Unfortunately my community is in a state of emergency. Transgender women are misclassified in the MSM group, which only makes our lives more miserable and doesn't help at all. We don't have data to measure this problem. And the federal agencies play the part of Marie Antoinette in the French war. When told her people were hungry she answered, "If there is no good bread, let them eat cake." Agencies simply don't understand the problem. When it comes to HIV, the transgender community is being mistreated and ignored, no matter that many of us have proven that we do the work. The transgender women at ICE detention centers have to interrupt their treatment, since they are not provided long-term medication.

In reality transgender women are successful, but people prefer to label us and not see the reality. In the last 2020 National HIV Strategy we were completely ignored, in terms of data, prevention benefits and access to care. In order to be successful, what we need is data and numbers.

How do you use The Well Project personally? In your work?

The Well Project is a family, in which we gather our strengths. United, the women are very powerful; by participating, we are collaborating with our own lives.

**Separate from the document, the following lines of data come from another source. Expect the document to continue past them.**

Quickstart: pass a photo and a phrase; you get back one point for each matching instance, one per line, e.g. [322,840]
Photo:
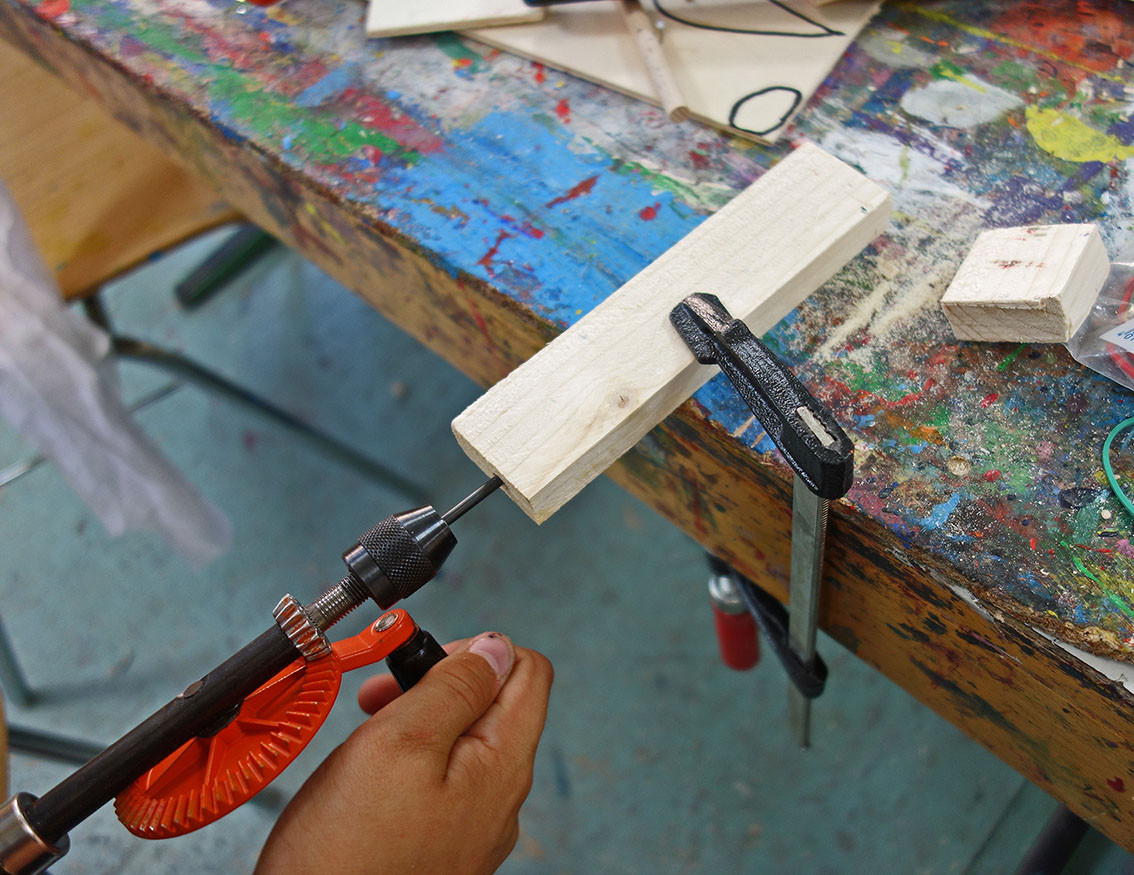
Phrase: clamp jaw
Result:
[820,453]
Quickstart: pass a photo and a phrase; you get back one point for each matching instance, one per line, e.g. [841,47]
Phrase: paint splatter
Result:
[490,255]
[52,8]
[581,188]
[1071,138]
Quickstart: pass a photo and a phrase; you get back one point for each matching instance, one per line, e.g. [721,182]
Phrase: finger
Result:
[515,722]
[451,696]
[380,690]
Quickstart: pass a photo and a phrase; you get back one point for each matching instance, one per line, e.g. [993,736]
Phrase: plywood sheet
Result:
[402,18]
[742,65]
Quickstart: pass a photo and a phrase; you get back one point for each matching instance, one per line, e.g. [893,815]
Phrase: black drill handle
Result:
[805,432]
[409,662]
[191,714]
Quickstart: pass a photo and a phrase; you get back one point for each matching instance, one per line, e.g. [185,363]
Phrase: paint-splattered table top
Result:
[555,193]
[484,202]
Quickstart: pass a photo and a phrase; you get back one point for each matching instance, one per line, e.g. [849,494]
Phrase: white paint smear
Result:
[916,180]
[962,103]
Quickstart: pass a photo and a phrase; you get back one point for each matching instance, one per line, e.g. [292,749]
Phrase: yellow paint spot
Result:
[1073,139]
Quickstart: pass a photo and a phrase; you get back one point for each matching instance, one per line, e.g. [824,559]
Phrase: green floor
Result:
[656,758]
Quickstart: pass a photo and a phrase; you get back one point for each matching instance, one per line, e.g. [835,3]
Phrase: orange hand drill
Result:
[228,735]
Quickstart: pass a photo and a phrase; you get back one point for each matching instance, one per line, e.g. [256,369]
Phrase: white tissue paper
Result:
[58,390]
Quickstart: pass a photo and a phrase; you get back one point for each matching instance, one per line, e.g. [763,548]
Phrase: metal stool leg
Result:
[1055,844]
[49,746]
[186,368]
[226,262]
[182,366]
[11,677]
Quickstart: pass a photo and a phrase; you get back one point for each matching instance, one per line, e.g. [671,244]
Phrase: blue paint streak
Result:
[941,512]
[331,85]
[609,241]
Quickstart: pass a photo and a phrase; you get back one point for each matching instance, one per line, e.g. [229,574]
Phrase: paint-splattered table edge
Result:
[326,158]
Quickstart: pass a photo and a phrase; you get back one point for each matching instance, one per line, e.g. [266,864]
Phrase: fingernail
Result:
[497,650]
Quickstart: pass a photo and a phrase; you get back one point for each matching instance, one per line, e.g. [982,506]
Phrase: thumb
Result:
[454,694]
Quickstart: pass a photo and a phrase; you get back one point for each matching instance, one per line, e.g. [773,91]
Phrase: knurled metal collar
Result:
[22,850]
[301,629]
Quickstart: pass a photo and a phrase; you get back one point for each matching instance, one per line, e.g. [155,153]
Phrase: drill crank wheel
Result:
[209,776]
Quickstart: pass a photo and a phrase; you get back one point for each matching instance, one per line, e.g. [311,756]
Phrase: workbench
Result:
[483,203]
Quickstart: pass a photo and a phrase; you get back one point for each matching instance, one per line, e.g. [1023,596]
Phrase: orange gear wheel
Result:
[206,778]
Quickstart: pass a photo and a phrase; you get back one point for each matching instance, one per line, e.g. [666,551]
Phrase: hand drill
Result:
[389,562]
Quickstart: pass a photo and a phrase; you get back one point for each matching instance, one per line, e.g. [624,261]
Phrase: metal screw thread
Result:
[336,603]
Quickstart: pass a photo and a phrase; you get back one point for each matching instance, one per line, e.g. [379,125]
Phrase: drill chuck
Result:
[400,554]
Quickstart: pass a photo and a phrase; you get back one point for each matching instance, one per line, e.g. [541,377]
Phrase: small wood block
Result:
[406,17]
[560,418]
[1027,283]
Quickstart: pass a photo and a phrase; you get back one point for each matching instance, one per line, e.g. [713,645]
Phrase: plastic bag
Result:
[1105,341]
[57,390]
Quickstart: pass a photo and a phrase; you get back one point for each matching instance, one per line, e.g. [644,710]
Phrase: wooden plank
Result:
[398,18]
[1033,285]
[561,418]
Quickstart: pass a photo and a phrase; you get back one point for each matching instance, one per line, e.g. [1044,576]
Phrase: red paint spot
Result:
[52,8]
[372,112]
[575,190]
[487,258]
[483,326]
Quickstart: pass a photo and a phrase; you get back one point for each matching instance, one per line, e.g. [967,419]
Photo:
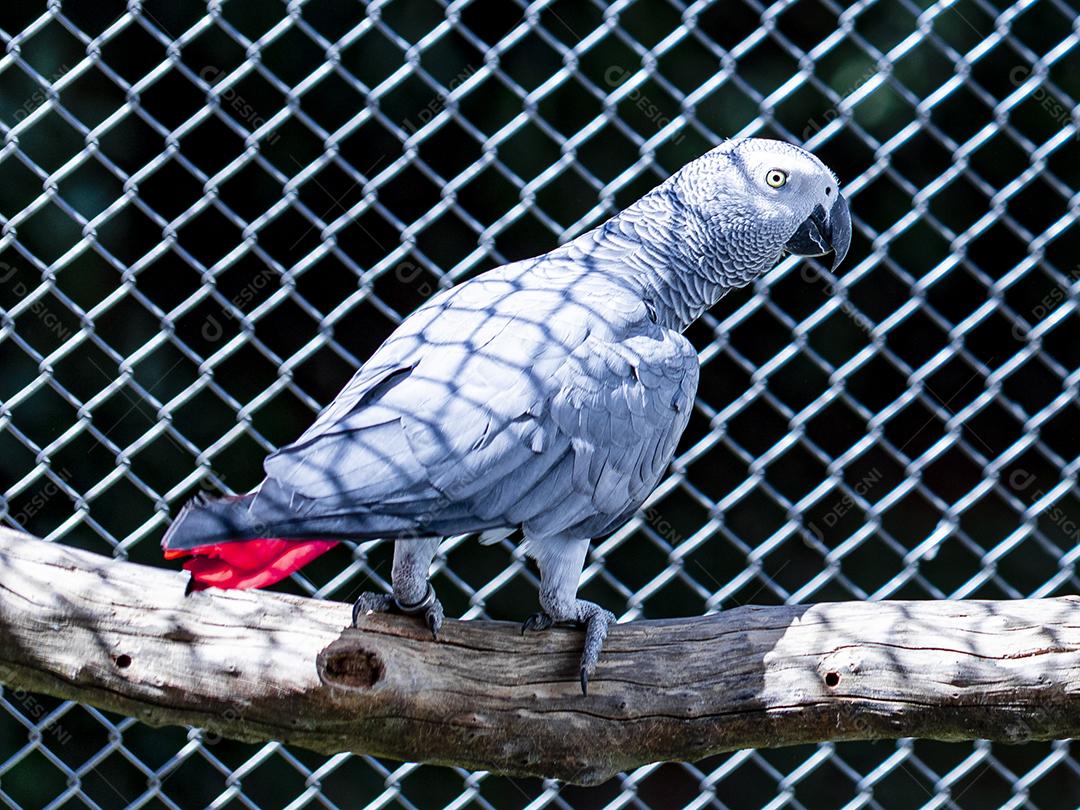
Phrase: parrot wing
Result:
[514,406]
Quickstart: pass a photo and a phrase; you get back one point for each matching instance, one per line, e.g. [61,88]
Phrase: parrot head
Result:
[758,199]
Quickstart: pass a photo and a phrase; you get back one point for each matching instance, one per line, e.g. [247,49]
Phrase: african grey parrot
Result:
[545,395]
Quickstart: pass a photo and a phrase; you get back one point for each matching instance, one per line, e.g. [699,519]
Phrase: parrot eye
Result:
[775,177]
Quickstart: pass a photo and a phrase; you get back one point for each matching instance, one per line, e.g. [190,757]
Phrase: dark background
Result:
[178,297]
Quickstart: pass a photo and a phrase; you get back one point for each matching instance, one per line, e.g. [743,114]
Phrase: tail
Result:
[207,530]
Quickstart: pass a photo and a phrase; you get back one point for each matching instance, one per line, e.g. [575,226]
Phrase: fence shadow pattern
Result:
[212,215]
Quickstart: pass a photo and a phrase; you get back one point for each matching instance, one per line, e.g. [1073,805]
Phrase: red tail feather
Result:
[247,563]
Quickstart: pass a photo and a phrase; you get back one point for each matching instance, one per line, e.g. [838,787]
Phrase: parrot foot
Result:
[594,619]
[430,607]
[537,622]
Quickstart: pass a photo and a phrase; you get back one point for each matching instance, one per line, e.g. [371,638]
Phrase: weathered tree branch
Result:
[257,665]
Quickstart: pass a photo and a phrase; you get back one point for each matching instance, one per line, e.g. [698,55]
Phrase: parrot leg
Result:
[413,592]
[561,563]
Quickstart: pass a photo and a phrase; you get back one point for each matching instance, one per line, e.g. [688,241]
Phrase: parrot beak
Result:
[821,233]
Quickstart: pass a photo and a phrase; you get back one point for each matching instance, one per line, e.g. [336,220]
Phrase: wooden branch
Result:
[257,665]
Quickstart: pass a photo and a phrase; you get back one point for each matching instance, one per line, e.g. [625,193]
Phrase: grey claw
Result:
[596,621]
[434,618]
[537,622]
[372,603]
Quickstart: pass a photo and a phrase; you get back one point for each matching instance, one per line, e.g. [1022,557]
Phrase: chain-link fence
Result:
[213,214]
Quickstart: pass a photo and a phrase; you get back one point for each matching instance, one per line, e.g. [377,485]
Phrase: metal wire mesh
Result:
[213,214]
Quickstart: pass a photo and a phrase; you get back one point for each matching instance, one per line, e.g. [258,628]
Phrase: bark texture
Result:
[258,665]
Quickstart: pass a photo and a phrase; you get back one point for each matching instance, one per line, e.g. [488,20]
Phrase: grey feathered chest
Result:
[540,394]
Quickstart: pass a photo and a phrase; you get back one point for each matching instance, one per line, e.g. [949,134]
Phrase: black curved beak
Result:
[824,232]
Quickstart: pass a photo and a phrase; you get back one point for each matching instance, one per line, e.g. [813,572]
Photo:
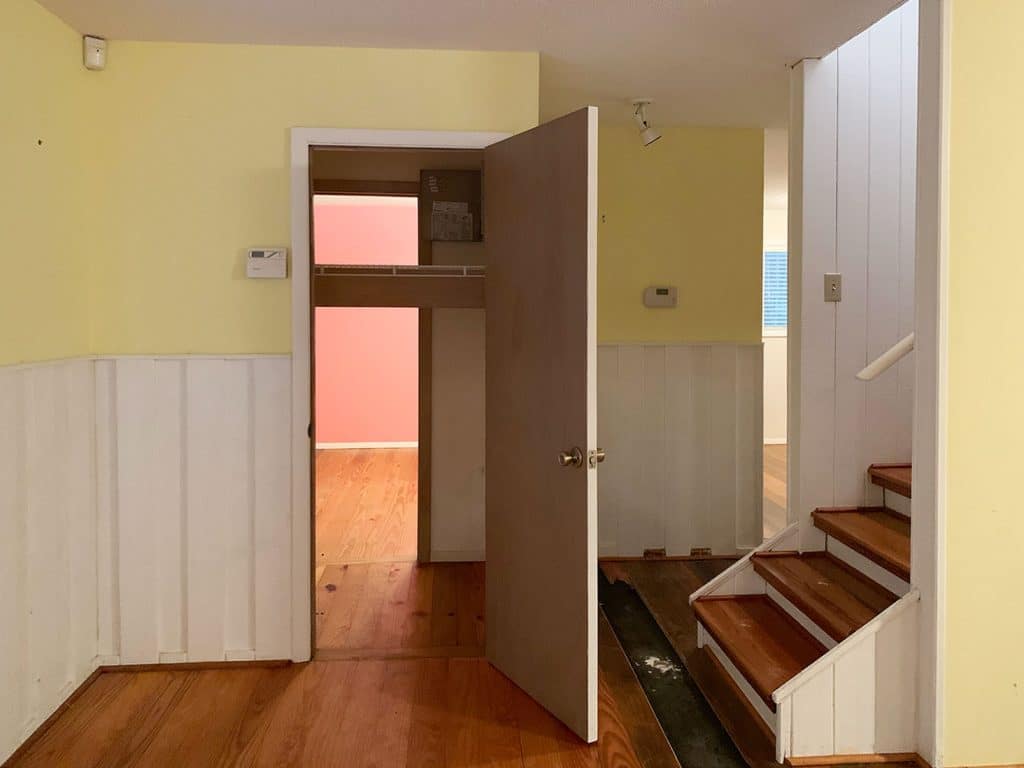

Being on the right side of history makes me feel very comfortable with this great organization.

Professionally, giving me the opportunity to write a blog and share my voice and the ideas of the community in Una Chica Como Yo has proven that the Hispanic voice of trans-Latina women has a safe space. Hopefully we'll also receive some financial assistance, that's what we need.

What difference has The Well Project made in your life and work?

A great difference is that I feel safe and protected by other women like me, who only wish the best for all of us. The Well Project has been a great support to start my own organization. We are a family and we all love and respect each other. The Well Project is THE BEST!!!